In Alachua County, Florida, on this date in 2008, Jared Elijah Blanton, 20, of Gainesville, Florida, was arrested and charged with aggravated battery, kidnapping, sexual assault, vehicle theft and robbery for allegedly attacking a transgendered individual after learning the Micanopy, Florida store employee was anatomically male. Investigators have called the alleged crimes hate crimes because Blanton, who at the time was on probation, is said to have used slurs directed at the victim at the time of the attack. A second male suspect has yet to be apprehended.
On this date in 2009 in Palo Alto, California (Santa Clara County), Miguel Luis Carlson, 31, of Burlingame, allegedly hurled racial slurs at an East-Indian taxi driver from Santa Clara before and while assaulting him as the man was attempting to purchase a soft drink at a gas station on Alma Street. The gas station's cashier and the gas station's mechanic worked for several minutes to free the victim from the chokehold Carlson allegedly had the victim in. Carlson—who has a prior violent criminal-arrest history—was arrested on suspicion of attempted murder and a hate crime a short time after the incident; however, he was formally charged with misdemeanor commission of a hate crime by use of force and threat of force as well as misdemeanor battery. He pleaded not guilty on February 11, 2009, in the Santa Clara County Superior Court.

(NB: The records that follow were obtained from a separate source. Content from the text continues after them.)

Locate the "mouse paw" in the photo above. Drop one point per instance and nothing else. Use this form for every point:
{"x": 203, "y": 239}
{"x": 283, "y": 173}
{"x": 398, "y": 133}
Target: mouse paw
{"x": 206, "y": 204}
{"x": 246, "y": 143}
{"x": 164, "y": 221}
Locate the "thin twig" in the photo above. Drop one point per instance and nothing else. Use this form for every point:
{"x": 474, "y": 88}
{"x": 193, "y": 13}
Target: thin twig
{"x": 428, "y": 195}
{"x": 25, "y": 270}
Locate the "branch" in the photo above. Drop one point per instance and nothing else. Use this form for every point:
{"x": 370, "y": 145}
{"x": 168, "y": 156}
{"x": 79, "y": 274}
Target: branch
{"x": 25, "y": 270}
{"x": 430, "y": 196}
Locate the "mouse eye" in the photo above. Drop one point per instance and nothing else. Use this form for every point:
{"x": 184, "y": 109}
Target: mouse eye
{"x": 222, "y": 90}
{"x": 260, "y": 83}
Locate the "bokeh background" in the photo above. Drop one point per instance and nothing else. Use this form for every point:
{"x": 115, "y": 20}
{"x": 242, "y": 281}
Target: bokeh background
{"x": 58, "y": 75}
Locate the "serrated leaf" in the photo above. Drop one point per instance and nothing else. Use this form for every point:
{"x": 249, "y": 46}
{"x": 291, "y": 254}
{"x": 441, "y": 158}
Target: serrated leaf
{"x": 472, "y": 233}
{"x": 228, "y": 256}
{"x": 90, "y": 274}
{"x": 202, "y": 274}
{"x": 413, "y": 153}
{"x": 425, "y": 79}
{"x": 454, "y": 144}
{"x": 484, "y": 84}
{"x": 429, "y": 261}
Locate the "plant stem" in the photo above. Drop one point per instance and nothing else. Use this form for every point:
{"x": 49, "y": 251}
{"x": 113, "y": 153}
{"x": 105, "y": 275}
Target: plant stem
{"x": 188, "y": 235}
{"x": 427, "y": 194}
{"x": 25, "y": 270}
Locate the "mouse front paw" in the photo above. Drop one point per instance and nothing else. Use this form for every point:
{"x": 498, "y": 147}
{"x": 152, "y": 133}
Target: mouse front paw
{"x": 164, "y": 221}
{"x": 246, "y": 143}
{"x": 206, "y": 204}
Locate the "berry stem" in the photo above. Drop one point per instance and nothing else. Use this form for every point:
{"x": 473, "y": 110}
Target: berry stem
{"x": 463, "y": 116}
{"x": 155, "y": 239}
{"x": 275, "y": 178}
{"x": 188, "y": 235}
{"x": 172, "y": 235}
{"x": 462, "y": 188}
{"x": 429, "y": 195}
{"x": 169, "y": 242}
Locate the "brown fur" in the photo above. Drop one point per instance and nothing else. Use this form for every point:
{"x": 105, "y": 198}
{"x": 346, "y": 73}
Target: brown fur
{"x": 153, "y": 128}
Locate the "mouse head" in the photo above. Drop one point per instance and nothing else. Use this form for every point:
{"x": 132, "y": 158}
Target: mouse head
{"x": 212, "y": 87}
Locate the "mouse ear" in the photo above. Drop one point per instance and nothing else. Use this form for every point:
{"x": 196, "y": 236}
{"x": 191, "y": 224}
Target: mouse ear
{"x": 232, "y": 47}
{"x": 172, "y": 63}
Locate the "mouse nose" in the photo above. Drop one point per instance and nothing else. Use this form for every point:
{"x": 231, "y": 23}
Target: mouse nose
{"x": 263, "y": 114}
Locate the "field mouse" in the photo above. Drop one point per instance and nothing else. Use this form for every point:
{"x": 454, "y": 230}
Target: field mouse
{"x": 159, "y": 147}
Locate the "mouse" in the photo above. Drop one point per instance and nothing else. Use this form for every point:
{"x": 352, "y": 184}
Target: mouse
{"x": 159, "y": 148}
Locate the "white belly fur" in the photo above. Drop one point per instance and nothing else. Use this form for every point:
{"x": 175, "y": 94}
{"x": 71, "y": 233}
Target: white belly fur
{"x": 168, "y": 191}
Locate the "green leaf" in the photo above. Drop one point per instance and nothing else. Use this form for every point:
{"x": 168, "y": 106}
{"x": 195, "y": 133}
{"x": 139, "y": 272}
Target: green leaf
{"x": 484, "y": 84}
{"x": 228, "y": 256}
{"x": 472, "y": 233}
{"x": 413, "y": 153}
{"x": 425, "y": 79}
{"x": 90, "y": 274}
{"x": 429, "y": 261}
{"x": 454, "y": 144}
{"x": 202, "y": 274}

On this date in 2010 in Nashville, Tennessee, News Channel 5 reporter Nick Beres aired the first installment of a two-day Islamophobic "exclusive" titled "Inside Islamville: Is a Local Muslim Community Tied to Terrorism?" about a local group of Somali-born Muslims living near Dover, Tennessee. The CBS news affiliate WTVF and Nick Beres gave more than a little credence to the right-wing Christian Action Network's hate film called "Homegrown Jihad: The Terrorist Camps Around U.S." when Beres interviewed a Christian minister who voiced his belief that Muslims living in Islamville, Tennessee, are involved in training terrorists. The film has been widely denounced as anti-Muslim propoganda; moreover, there has never been any evidence that the citizens of Islamville are involved in terrorism. On February 10, 2010, two days after the airing of the last segment of the WTVF broadcast, the Al-Farooq Islamic Center on Fourth Avenue South in Nashville was vandalized with anti-Muslim graffiti, and members of the community have said Nick Beres provoked the incident with his provocative two-day report. "Muslims go home" and crosses were spray-painted in red across the front of the Al-Farooq Islamic Center, and an anti-Muslim note was also found. Police have labelled the incident a hate crime. Nashville citizens responded by showing their support to the members of the mosque by attending an open house; before that, one unemployed trucker bought paint to cover up the graffiti which he delivered to the mosque.